= Bernice Rose =

Art historian and curator

Bernice Harriet Rose (née Berend; October 7, 1935 – April 16, 2023) was an American art historian and curator.

==Early life and education==
Born in Miami Beach, Florida, she moved to Brooklyn, New York at age six. Rose obtained her bachelor's in fine arts from Hunter College and a master's in art history from the Institute of Fine Arts, New York University.

In 1956, she married Herbert Rose, a legal adviser.

==Career==
Rose began her career at the Museum of Modern Art (MoMA) as a secretary and later became a senior curator in the drawings department. During her tenure, she organized exhibitions including A Cezanne Treasure: The Basel Sketchbooks, Surrealism, and Jackson Pollock: Drawing Into Painting. She also authored publications such as Allegories of Modernism: Contemporary Drawing (1992).

In 1993, after her time at MoMA, Rose joined Pace Gallery in New York as the director of special exhibitions. She curated exhibitions such as Henry Moore's 1930s and '40s drawings and Picasso, Braque and Early Film in Cubism.
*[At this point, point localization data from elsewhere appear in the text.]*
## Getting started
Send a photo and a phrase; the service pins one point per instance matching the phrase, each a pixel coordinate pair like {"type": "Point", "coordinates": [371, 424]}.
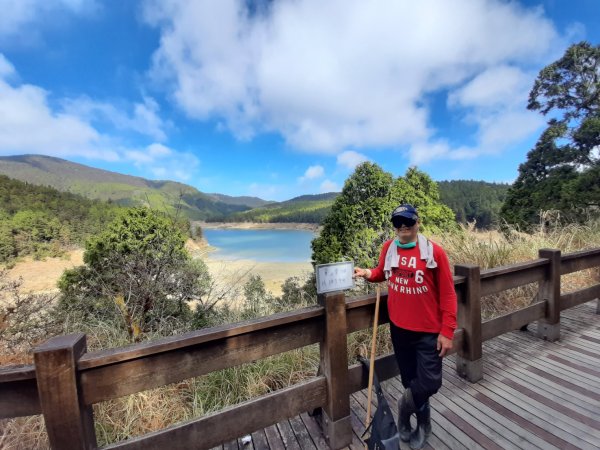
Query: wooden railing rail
{"type": "Point", "coordinates": [65, 380]}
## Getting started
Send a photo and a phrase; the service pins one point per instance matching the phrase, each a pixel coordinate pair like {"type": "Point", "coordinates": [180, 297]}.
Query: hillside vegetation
{"type": "Point", "coordinates": [474, 201]}
{"type": "Point", "coordinates": [41, 221]}
{"type": "Point", "coordinates": [304, 209]}
{"type": "Point", "coordinates": [126, 190]}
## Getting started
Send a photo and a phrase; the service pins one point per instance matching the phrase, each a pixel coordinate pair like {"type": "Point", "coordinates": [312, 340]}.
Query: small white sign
{"type": "Point", "coordinates": [334, 276]}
In 2007, Rose was appointed the inaugural chief curator of the Menil Collection's Drawing Institute in Houston. During her tenure, exhibitions featured artists such as Tony Smith, Claes Oldenburg, and Cy Twombly. Rose retired from Menil in 2014.

Later, Rose was the chief editor for the "Jasper Johns Catalogue Raisonne of Drawing" (2018) and an adviser to collector Louisa Stude Sarofim.